Roma, 4 mar. (Apcom) – Varate le nuove misure d’austerità per 4,8 miliardi di euro, ora la Grecia si aspetta “la solidarietà dell’Europa”, altrimenti potrebbe chiedere aiuto al Fondo monetario internazionale. Le misure varate dal governo Papandreou, tra tagli alla spesa e maggiori entrate, prevedono tra l’altro quasi un intero mese di salario in meno per gli statali, blocco degli aumenti delle pensioni, stretta fiscale di
due punti sull’Iva, che sale al 21 per cento, e anche più pesante su alcol, tabacchi e beni di lusso. Misure di austerità aggiuntive decise dal governo di Atene per blindare gli obiettivi di risanamento dei conti pubblici e che sono “necessarie alla sopravvivenza del nostro paese e della nostra economia”, ha affermato il premier George Papandreou al termine di un consiglio dei ministri.
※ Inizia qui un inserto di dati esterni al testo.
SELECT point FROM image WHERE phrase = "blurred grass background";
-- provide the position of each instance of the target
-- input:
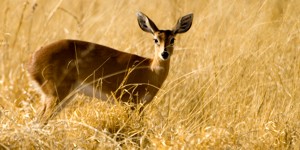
(233, 84)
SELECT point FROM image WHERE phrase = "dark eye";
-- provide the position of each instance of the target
(172, 41)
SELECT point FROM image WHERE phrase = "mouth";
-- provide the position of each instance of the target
(165, 55)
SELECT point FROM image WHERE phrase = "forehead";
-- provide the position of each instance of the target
(164, 34)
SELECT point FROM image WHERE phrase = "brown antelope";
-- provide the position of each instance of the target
(66, 66)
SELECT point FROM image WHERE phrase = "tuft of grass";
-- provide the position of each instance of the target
(234, 81)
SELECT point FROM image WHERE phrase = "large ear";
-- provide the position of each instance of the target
(183, 24)
(145, 23)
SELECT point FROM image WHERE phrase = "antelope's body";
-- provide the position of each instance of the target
(69, 66)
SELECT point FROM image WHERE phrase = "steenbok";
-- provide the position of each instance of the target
(69, 66)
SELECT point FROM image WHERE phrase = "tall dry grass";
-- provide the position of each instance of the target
(234, 81)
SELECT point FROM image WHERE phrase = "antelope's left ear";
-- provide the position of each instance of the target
(183, 24)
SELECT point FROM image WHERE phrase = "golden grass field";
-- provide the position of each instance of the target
(234, 81)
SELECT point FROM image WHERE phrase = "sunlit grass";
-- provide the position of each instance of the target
(233, 84)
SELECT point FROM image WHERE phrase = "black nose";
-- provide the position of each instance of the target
(165, 55)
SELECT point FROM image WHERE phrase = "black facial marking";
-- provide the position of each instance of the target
(172, 41)
(165, 55)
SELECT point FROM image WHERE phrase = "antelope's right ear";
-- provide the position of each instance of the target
(145, 23)
(183, 24)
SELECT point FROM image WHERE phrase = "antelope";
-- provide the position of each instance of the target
(102, 72)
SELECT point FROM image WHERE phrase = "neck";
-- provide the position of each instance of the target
(160, 66)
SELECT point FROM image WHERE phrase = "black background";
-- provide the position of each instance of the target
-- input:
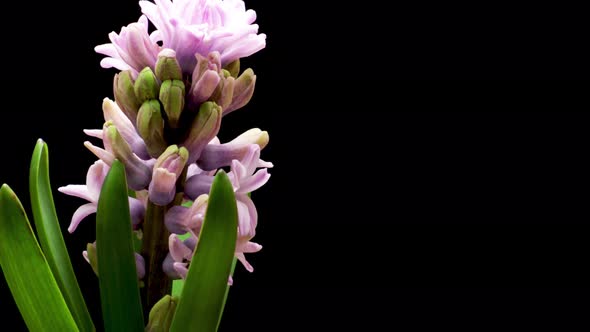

Le autorità europee hanno rapidamente risposto con un coro di
plausi, Atene ha preso “decisioni coraggiose” e “il presidente
dell’Eurogruppo ha salutato l’annuncio del governo”, ha affermato Jean-Claude Juncker. La Commissione europea “si
rallegra” dei provvedimenti intrapresi, ha affermato il
presidente Jose Manuel Barroso. Plausi anche dalla Germania,
paese che secondo precedenti indiscrezioni di stampa avrebbe un
ruolo centrale, assieme alla Francia, in un’eventuale operazione
di salvataggio di Atene.
Quanto al come intervenire, sempre che sia necessario – cosa che la Ue evita accuratamente di dare per scontata – Bruxelles mantiene la linea scelta in precedenza: i dettagli verranno forniti solo se e quando ci si dovrà muovere.